Dani is 25 years old and launched himself into gardening for a living after studying photography at Croydon College. He grew up in a family of practical people: his grandfather was a builder ("a very careful man"), his uncle in Herefordshire is a commercial grower of flowers – echinacea and the like – for herbal tinctures; his mum's flower borders and vegetable patch still remain the model for what he wants to create in other people's gardens.

How easy was it to build up a gardening business, I wonder? Timing turned out to be more important than Dani had realised. "There's a weekend at the beginning of March, it seems, when everyone looks out at their garden and wants it sorted out for spring." Just before that critical point last year, Dani and his partner, Robert Griffin, dropped business cards round their neighbourhood. From just one road, near Victoria Park in Hackney, they got eight enquiries, all of which turned into work of one sort or another.

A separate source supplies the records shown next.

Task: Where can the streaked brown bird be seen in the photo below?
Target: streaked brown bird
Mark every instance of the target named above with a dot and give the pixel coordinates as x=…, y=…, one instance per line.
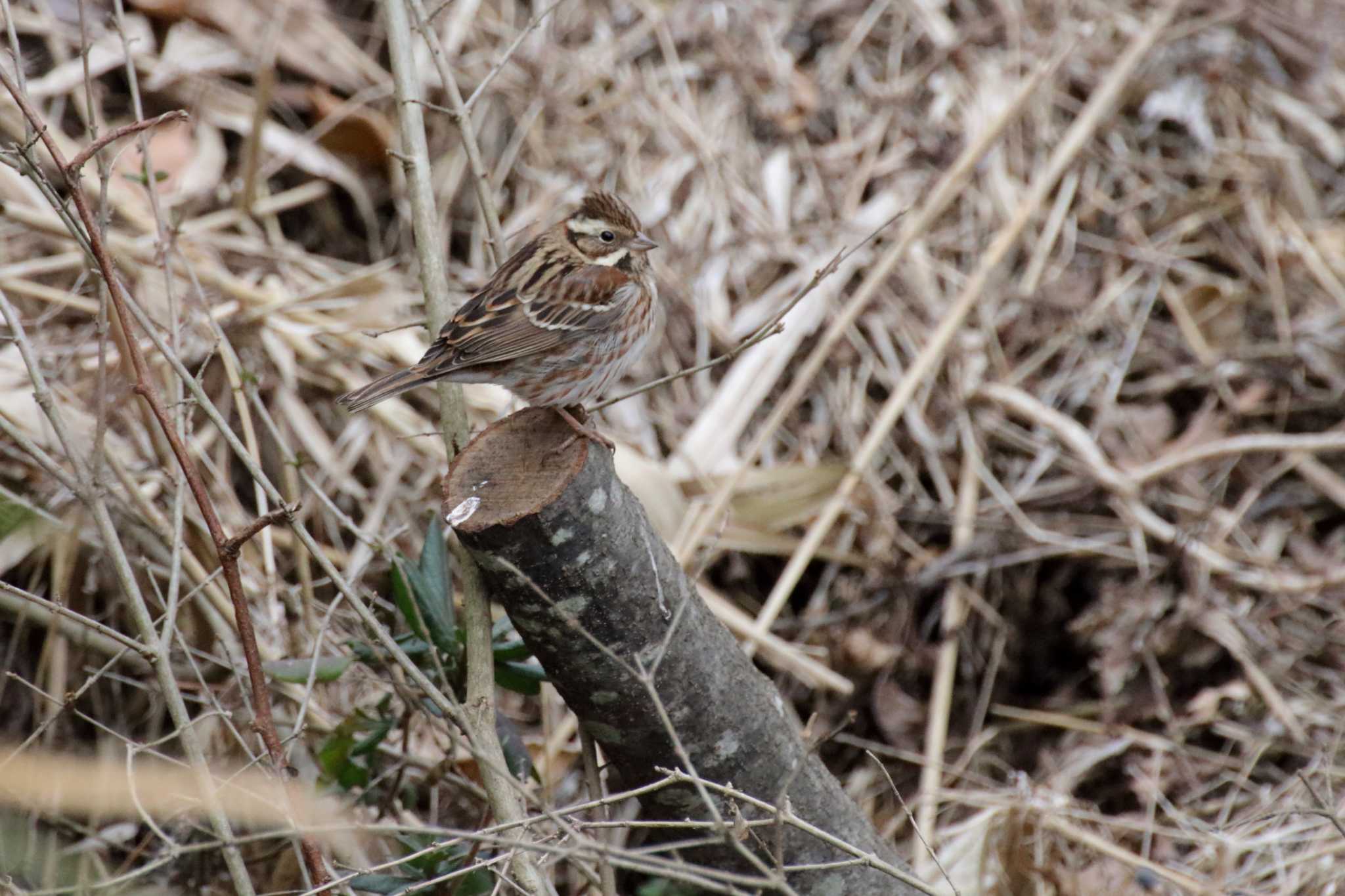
x=557, y=324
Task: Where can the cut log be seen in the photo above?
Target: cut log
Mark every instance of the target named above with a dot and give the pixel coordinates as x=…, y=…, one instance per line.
x=598, y=597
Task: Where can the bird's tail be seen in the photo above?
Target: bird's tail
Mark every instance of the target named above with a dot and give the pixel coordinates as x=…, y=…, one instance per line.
x=384, y=387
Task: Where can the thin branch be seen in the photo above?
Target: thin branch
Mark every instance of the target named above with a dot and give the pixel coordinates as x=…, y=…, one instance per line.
x=766, y=331
x=280, y=515
x=499, y=66
x=144, y=387
x=72, y=168
x=481, y=178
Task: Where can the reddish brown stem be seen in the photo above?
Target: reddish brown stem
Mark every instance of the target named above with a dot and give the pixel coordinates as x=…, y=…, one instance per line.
x=72, y=168
x=280, y=515
x=144, y=387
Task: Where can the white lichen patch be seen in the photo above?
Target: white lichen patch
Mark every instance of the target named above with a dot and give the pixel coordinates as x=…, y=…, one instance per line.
x=603, y=733
x=572, y=608
x=463, y=512
x=598, y=501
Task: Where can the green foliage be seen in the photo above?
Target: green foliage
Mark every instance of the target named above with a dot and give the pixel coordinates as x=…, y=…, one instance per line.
x=426, y=867
x=296, y=671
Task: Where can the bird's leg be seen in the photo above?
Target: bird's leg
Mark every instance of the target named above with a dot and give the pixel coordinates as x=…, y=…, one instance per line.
x=573, y=416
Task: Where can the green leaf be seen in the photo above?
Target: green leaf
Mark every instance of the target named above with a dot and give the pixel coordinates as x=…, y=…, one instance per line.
x=335, y=762
x=378, y=731
x=436, y=861
x=519, y=677
x=296, y=671
x=516, y=753
x=435, y=598
x=12, y=516
x=665, y=887
x=475, y=883
x=381, y=883
x=510, y=651
x=404, y=599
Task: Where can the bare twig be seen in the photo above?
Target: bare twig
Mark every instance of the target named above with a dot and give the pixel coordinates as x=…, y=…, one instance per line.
x=478, y=716
x=503, y=61
x=481, y=178
x=72, y=168
x=766, y=331
x=280, y=515
x=1090, y=119
x=144, y=387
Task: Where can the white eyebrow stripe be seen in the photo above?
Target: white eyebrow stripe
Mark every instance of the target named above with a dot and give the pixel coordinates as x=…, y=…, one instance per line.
x=611, y=258
x=591, y=226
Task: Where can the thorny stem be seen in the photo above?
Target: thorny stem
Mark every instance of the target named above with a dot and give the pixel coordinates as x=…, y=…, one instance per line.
x=478, y=714
x=766, y=331
x=144, y=387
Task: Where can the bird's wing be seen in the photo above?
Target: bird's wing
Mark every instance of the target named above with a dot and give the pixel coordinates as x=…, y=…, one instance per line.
x=505, y=324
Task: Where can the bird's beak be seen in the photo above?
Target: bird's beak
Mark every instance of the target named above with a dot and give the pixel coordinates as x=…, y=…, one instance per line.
x=642, y=244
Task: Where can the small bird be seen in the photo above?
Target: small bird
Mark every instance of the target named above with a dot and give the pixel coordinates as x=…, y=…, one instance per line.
x=557, y=324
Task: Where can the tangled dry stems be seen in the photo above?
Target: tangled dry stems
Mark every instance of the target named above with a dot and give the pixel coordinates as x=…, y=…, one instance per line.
x=1102, y=545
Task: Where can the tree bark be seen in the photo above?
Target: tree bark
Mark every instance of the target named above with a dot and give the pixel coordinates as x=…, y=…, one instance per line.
x=598, y=597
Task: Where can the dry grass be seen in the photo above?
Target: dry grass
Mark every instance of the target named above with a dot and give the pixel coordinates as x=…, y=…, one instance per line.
x=1101, y=557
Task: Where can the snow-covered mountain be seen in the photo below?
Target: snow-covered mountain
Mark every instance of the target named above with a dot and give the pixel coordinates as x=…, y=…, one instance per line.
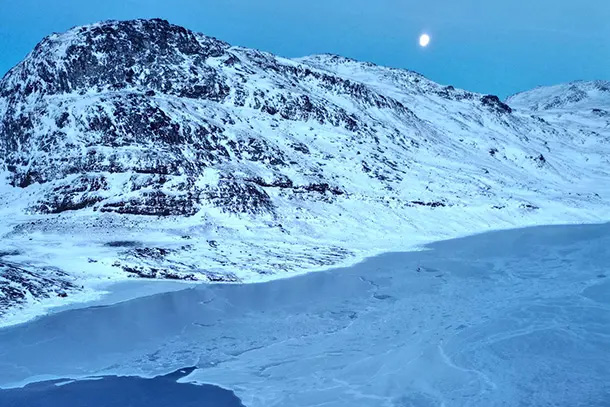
x=142, y=148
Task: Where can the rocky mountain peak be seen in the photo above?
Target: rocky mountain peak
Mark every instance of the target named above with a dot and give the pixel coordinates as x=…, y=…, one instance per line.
x=115, y=55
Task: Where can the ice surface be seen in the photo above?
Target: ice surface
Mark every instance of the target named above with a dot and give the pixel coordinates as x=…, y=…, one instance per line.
x=113, y=391
x=507, y=318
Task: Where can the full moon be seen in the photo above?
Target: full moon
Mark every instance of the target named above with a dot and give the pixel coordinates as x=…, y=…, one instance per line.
x=424, y=40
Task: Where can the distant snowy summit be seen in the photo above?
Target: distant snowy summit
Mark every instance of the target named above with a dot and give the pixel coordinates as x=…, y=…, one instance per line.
x=570, y=96
x=143, y=148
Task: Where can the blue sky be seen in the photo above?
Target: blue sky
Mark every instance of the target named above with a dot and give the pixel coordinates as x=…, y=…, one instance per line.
x=488, y=46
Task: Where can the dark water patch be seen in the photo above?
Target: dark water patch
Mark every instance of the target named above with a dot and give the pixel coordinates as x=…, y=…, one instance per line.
x=113, y=391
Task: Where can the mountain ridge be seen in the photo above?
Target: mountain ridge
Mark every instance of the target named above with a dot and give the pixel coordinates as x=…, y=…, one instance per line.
x=141, y=148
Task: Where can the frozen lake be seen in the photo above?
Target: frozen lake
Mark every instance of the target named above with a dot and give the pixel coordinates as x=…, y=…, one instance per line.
x=512, y=318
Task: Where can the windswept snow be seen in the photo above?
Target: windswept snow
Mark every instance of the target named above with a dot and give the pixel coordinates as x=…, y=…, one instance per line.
x=140, y=148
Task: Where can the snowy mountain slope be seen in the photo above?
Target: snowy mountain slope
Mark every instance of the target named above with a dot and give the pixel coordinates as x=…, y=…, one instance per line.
x=141, y=148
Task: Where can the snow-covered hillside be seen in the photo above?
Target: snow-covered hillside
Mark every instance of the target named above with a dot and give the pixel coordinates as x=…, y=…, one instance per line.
x=140, y=148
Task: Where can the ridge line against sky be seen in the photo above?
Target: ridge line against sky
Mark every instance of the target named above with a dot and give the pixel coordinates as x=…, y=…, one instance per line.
x=476, y=44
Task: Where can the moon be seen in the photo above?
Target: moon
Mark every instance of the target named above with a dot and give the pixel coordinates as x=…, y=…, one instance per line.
x=424, y=40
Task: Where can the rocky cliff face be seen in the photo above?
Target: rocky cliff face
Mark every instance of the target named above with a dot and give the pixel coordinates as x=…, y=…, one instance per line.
x=244, y=157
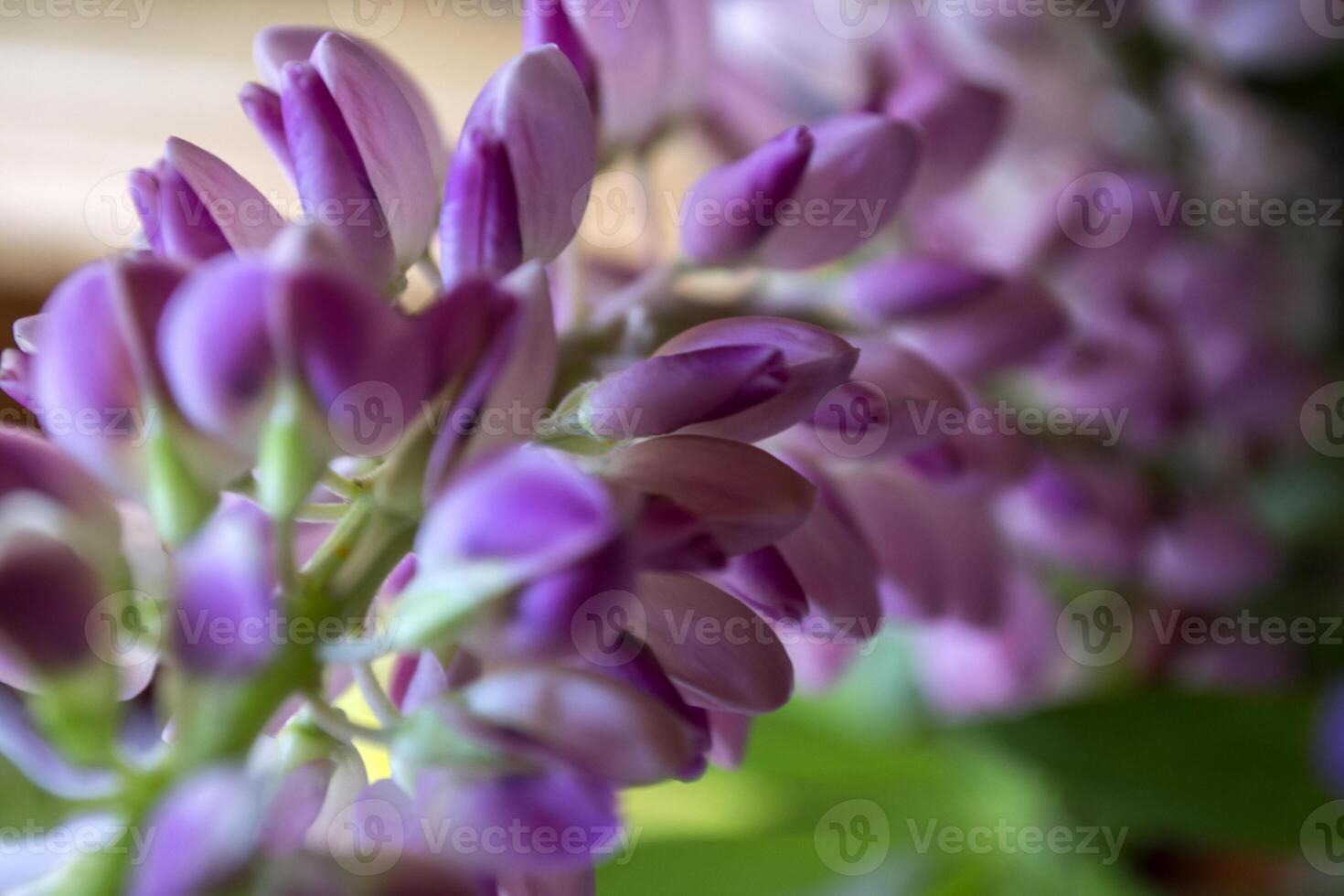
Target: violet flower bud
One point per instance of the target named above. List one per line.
(668, 392)
(907, 288)
(857, 176)
(1008, 326)
(1083, 516)
(640, 66)
(226, 581)
(523, 168)
(240, 329)
(960, 121)
(749, 672)
(360, 143)
(814, 360)
(741, 497)
(588, 719)
(16, 363)
(192, 206)
(742, 194)
(1207, 555)
(103, 400)
(525, 521)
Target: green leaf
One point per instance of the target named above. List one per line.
(1212, 770)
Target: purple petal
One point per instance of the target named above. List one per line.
(538, 108)
(891, 291)
(961, 123)
(226, 607)
(720, 653)
(742, 199)
(390, 140)
(479, 229)
(742, 496)
(1012, 325)
(529, 506)
(572, 810)
(763, 581)
(262, 108)
(816, 361)
(329, 171)
(243, 217)
(206, 832)
(97, 367)
(668, 392)
(858, 174)
(592, 720)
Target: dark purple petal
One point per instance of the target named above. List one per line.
(743, 197)
(479, 229)
(668, 392)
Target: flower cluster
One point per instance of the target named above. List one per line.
(571, 520)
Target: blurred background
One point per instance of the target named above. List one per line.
(867, 790)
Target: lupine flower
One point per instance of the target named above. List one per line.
(523, 168)
(192, 206)
(857, 169)
(811, 363)
(359, 140)
(641, 66)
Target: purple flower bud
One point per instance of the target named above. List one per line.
(240, 326)
(192, 206)
(949, 561)
(745, 670)
(895, 395)
(97, 378)
(649, 62)
(360, 142)
(16, 363)
(1087, 517)
(742, 195)
(551, 802)
(960, 121)
(1004, 328)
(522, 171)
(1207, 555)
(480, 218)
(226, 581)
(208, 830)
(815, 361)
(763, 581)
(529, 508)
(858, 175)
(668, 392)
(741, 496)
(583, 718)
(277, 45)
(897, 291)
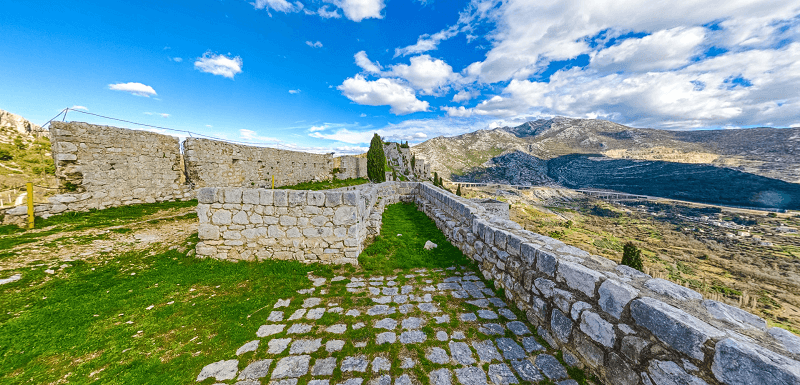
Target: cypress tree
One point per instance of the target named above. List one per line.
(632, 256)
(376, 160)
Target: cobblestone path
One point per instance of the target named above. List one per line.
(423, 326)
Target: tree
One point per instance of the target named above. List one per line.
(632, 256)
(376, 159)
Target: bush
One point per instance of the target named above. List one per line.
(632, 256)
(376, 160)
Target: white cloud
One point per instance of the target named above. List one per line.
(661, 51)
(325, 14)
(163, 115)
(358, 10)
(367, 65)
(430, 76)
(382, 92)
(426, 42)
(137, 89)
(278, 5)
(219, 64)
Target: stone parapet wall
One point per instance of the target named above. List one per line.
(619, 323)
(315, 226)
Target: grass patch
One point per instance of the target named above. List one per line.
(89, 324)
(327, 185)
(389, 251)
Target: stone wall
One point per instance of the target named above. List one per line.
(325, 226)
(620, 324)
(211, 163)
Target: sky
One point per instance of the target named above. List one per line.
(325, 75)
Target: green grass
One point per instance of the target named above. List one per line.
(389, 252)
(75, 325)
(326, 185)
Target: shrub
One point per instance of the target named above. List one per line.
(632, 256)
(376, 160)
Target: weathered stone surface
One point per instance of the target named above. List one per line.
(598, 329)
(440, 377)
(255, 370)
(619, 372)
(354, 364)
(673, 326)
(486, 351)
(412, 337)
(438, 356)
(734, 315)
(550, 366)
(518, 328)
(672, 290)
(501, 374)
(739, 363)
(386, 337)
(268, 330)
(305, 346)
(248, 347)
(669, 373)
(221, 370)
(510, 349)
(291, 366)
(461, 353)
(527, 371)
(579, 277)
(615, 295)
(471, 376)
(324, 367)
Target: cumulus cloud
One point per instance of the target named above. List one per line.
(367, 65)
(430, 76)
(358, 10)
(217, 64)
(137, 89)
(382, 92)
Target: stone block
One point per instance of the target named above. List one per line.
(598, 329)
(614, 296)
(734, 315)
(740, 363)
(233, 195)
(672, 290)
(251, 196)
(673, 326)
(579, 277)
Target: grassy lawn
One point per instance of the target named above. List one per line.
(327, 185)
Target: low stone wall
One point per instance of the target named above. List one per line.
(326, 226)
(623, 325)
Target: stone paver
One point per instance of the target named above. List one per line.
(400, 310)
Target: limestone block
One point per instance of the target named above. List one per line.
(734, 315)
(598, 329)
(673, 326)
(579, 277)
(615, 295)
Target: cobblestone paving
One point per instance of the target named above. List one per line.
(424, 326)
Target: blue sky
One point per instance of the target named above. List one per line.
(324, 75)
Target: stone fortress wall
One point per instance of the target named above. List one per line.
(103, 166)
(621, 324)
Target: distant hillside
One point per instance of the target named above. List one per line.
(690, 165)
(24, 157)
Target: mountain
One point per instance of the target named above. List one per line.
(692, 165)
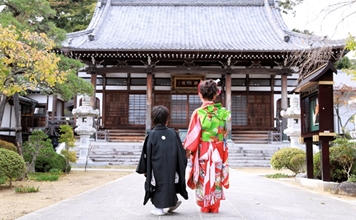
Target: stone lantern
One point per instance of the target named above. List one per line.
(293, 129)
(85, 118)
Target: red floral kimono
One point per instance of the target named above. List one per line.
(206, 140)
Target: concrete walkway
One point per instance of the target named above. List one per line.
(250, 196)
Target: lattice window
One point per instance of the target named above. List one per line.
(239, 110)
(179, 110)
(194, 102)
(137, 109)
(116, 106)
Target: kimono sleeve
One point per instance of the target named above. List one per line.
(142, 163)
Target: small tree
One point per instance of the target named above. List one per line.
(67, 137)
(12, 165)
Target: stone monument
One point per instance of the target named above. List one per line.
(85, 118)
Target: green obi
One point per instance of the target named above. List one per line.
(213, 120)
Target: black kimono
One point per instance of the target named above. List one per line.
(164, 156)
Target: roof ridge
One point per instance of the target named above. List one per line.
(189, 2)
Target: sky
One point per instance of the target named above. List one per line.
(311, 15)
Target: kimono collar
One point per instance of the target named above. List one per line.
(160, 126)
(207, 103)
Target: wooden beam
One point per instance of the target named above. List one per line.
(102, 71)
(10, 129)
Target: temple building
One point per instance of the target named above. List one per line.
(142, 53)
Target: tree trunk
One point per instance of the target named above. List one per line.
(18, 134)
(2, 107)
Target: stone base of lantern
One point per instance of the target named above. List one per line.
(84, 149)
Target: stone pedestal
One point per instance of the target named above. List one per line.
(85, 129)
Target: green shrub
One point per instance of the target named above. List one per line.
(338, 155)
(285, 158)
(2, 180)
(46, 162)
(298, 163)
(47, 177)
(12, 165)
(352, 178)
(38, 145)
(8, 145)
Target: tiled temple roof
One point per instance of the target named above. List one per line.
(184, 25)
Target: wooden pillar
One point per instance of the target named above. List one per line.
(18, 133)
(284, 102)
(309, 156)
(325, 161)
(93, 98)
(54, 107)
(149, 101)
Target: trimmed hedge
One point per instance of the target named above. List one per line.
(8, 145)
(336, 155)
(293, 159)
(12, 165)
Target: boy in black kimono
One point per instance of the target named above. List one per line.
(163, 162)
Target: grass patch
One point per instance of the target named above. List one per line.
(41, 177)
(27, 189)
(277, 175)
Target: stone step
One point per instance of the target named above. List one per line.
(129, 154)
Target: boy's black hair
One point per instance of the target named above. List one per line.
(208, 89)
(159, 115)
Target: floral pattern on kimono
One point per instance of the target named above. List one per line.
(206, 138)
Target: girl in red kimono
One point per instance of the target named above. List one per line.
(206, 142)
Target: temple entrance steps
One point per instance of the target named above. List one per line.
(255, 136)
(128, 154)
(121, 135)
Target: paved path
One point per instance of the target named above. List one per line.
(250, 197)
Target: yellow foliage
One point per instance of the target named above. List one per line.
(27, 56)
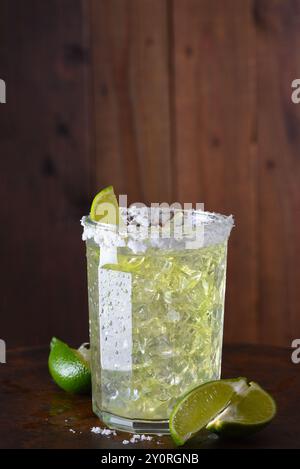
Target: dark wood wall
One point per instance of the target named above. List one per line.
(168, 100)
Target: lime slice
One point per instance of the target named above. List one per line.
(197, 408)
(69, 367)
(105, 208)
(247, 413)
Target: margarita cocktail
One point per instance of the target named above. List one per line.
(156, 319)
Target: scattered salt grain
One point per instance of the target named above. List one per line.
(103, 431)
(146, 438)
(96, 430)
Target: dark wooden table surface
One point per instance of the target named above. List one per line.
(34, 413)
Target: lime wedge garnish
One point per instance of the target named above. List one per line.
(229, 407)
(197, 408)
(69, 367)
(105, 208)
(248, 412)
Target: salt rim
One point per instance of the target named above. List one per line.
(216, 229)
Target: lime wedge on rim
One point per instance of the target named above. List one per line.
(247, 413)
(105, 208)
(69, 367)
(229, 407)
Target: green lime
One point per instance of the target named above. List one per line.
(70, 367)
(228, 407)
(197, 408)
(105, 208)
(248, 412)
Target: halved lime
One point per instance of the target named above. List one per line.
(69, 367)
(250, 411)
(105, 208)
(228, 407)
(197, 408)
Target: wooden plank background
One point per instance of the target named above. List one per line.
(168, 100)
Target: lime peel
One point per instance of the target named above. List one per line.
(227, 407)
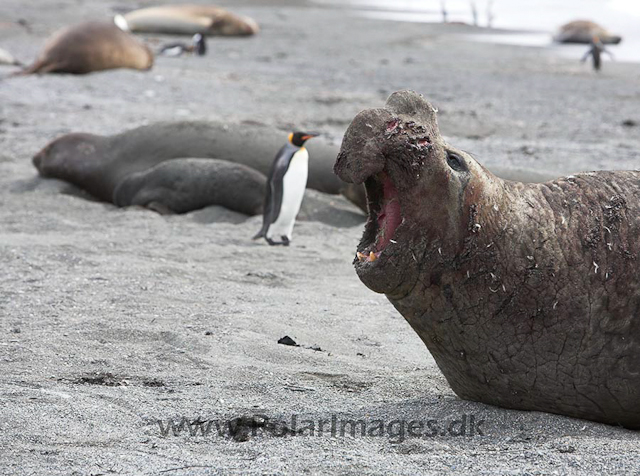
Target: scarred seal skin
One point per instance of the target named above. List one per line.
(526, 295)
(89, 47)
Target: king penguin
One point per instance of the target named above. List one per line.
(287, 183)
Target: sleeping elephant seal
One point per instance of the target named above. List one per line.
(98, 164)
(527, 295)
(583, 31)
(187, 20)
(91, 46)
(183, 185)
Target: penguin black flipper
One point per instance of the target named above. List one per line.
(273, 197)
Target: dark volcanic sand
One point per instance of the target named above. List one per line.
(112, 319)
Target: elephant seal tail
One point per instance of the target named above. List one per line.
(121, 22)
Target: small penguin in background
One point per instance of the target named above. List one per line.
(285, 190)
(198, 46)
(596, 50)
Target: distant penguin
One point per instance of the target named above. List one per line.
(287, 183)
(198, 46)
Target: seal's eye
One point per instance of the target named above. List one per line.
(456, 162)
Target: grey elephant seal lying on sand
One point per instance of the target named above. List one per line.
(183, 185)
(98, 164)
(583, 31)
(89, 47)
(187, 20)
(527, 295)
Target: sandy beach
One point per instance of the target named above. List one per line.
(115, 322)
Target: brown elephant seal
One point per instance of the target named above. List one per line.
(89, 47)
(7, 58)
(183, 185)
(187, 20)
(583, 31)
(526, 295)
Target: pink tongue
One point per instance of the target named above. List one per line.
(389, 217)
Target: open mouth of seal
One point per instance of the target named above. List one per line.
(385, 218)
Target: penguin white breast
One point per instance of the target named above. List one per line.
(294, 183)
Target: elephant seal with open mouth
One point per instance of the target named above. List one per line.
(526, 295)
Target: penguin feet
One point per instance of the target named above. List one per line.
(285, 241)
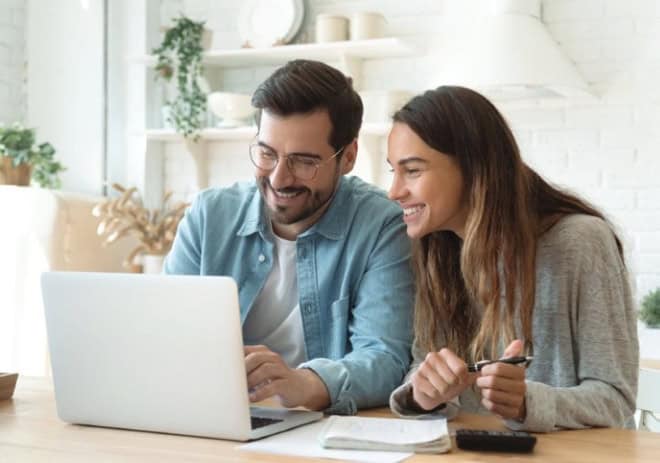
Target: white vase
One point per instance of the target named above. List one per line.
(152, 263)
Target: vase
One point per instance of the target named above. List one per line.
(152, 263)
(14, 175)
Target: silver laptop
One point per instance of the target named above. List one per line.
(155, 353)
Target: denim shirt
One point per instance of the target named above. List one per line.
(354, 280)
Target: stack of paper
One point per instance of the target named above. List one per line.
(397, 435)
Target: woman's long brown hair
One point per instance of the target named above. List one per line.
(475, 293)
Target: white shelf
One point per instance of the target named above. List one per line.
(333, 51)
(247, 133)
(209, 134)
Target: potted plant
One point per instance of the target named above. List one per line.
(650, 309)
(180, 56)
(22, 160)
(154, 228)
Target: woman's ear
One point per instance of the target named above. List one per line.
(348, 157)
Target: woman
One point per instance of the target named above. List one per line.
(506, 265)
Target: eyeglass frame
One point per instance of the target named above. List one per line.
(317, 162)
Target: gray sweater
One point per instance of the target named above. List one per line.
(586, 354)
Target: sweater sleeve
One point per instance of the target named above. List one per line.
(605, 344)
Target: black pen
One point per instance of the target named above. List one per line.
(473, 367)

Dani offers design, landscaping and maintenance. But what does he actually get asked to do? Maintenance more than design, it seems, though he has done a roof garden for an architect in Shoreditch and is presently engaged in some landscaping in Stoke Newington. "I like maintenance though," he says. "Dealing with overgrown climbers, cutting back, pruning and tying in roses. Pruning roses – that's almost my favourite job. But we put up trellis, weed, mulch. Often we are called in to get rid of things that have died. Then the client will ask if we've any ideas of plants to fill the gaps, so we do a planting plan for them."

He likes euphorbias (excellent), Japanese anemones, heuchera, Verbena bonariensis, arbutus. He does not like noisy machinery, particularly leaf blowers. On that score alone, I'd hire him. We'd be outside now looking at some of his gardens if they weren't all shrouded in snow, so in the café we look at pictures instead: nice drystone walling, done by Rob, comfortably established perennials planted by Dani.

Like Dani, Rob is a Herefordshire boy (they've been friends for at least 15 years) who took to gardening after finishing a masters degree in illustration at the Royal College of Art. Usefully, they have complementary skills. Rob can produce on-the-spot drawings for clients showing what a finished scheme might look like. Dani has better knowledge of plants. Both know they prefer being outdoors than inside. During this last winter, Rob has been working on a building restoration project in Oxfordshire, Dani has been studying part-time at Capel Manor for a BTec certificate in Countryside Management, specialising in ecology and conservation.

Gardening was something he really wanted to learn, Dani says. He hadn't ever had that feeling about anything else – not even his photography. And he has learnt gardening in the only way that counts. By doing it. For five years before he set up his own company, he laboured for others: laying out roof gardens in St John's Wood, maintaining garden squares in Soho, building climbing frames in Battersea, stripping ivy from boundary fences, planting up galvanised containers, aerating lawns.

Gardening is a portable skill, though. I'm wondering why Dani stays with the hassles of parking fines and decanting wheelbarrows from his van when he could be elsewhere. "Well, London's a bit of an addiction, isn't it?" he says. He must be right. The café is full of people his age, most of them working there on their laptops. But he confesses there is a dream lurking in the future, beyond the boundary fences of Stoke Newington and the flower borders of Haggerston and Dalston. It's of an orchard in Herefordshire, planted with perry pears, with himself as owner and manager. I'll drink to that.